The countryside around Herat contrasts with the relatively green city. It is quite barren and dusty, but here are the fields were farmers till the soil with their wooden ploughs. And the markets in the city testify to their success. But drought is of course an always present threat. There used to be an elaborate network of irrigation channels in Herat's heyday, but these had largely fallen into disrepair during the city's violent episodes.
Just outside the city is the Musallah Complex, founded by Empress Gawhar Shad, the wife of Timurid ruler Shah Rukh (1405-1447) in 1417. The madrasa (theological school) was probably built in 1417 and a mosque in 1426. Sultan Husain's Madrasa was most likely built around 1493 (898 A.H.). In 1863, the tops of the minarets were destroyed by artillery fire. In 1885, the ruins were razed by Amir 'Abd ar-Rahman (1880-1901), the British supported Amir of Afghanistan, in an attempt to prevent its use as a base by the Russian army. The four huge broken minarets, are all that remains of the madrasa.

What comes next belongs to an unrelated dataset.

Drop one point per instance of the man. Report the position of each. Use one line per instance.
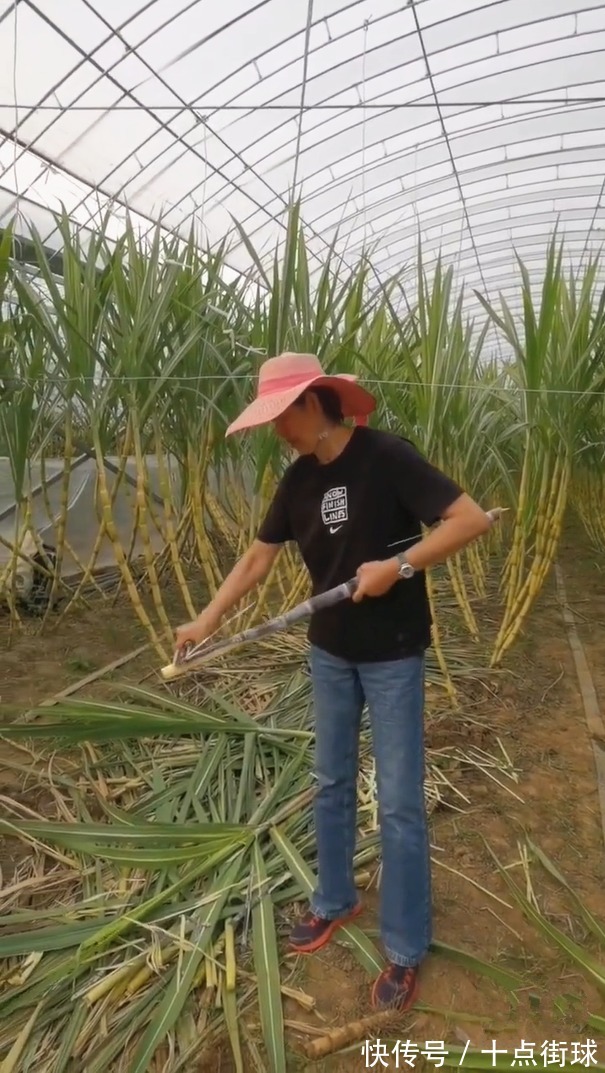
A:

In the shadow of those minarets were the black tents of a family of Kuchi nomads. Kuchis (from the Persian word Koch meaning "migration"), are Pashtun nomads, mostly from the Ghilzai, Kakar, Lodi, Ahmadzai as well as some Durrani tribes. Expert carpet weavers, the women do not wear the all-enveloping "chaderi" or "burqa". There are three million Kuchis in Afghanistan, with at least 60% remaining fully nomadic; they have however suffered greatly in the past two decades of war and destruction; for most Kuchi life means poverty, war, shrinking access to land, ethnic tensions and leftover land mines.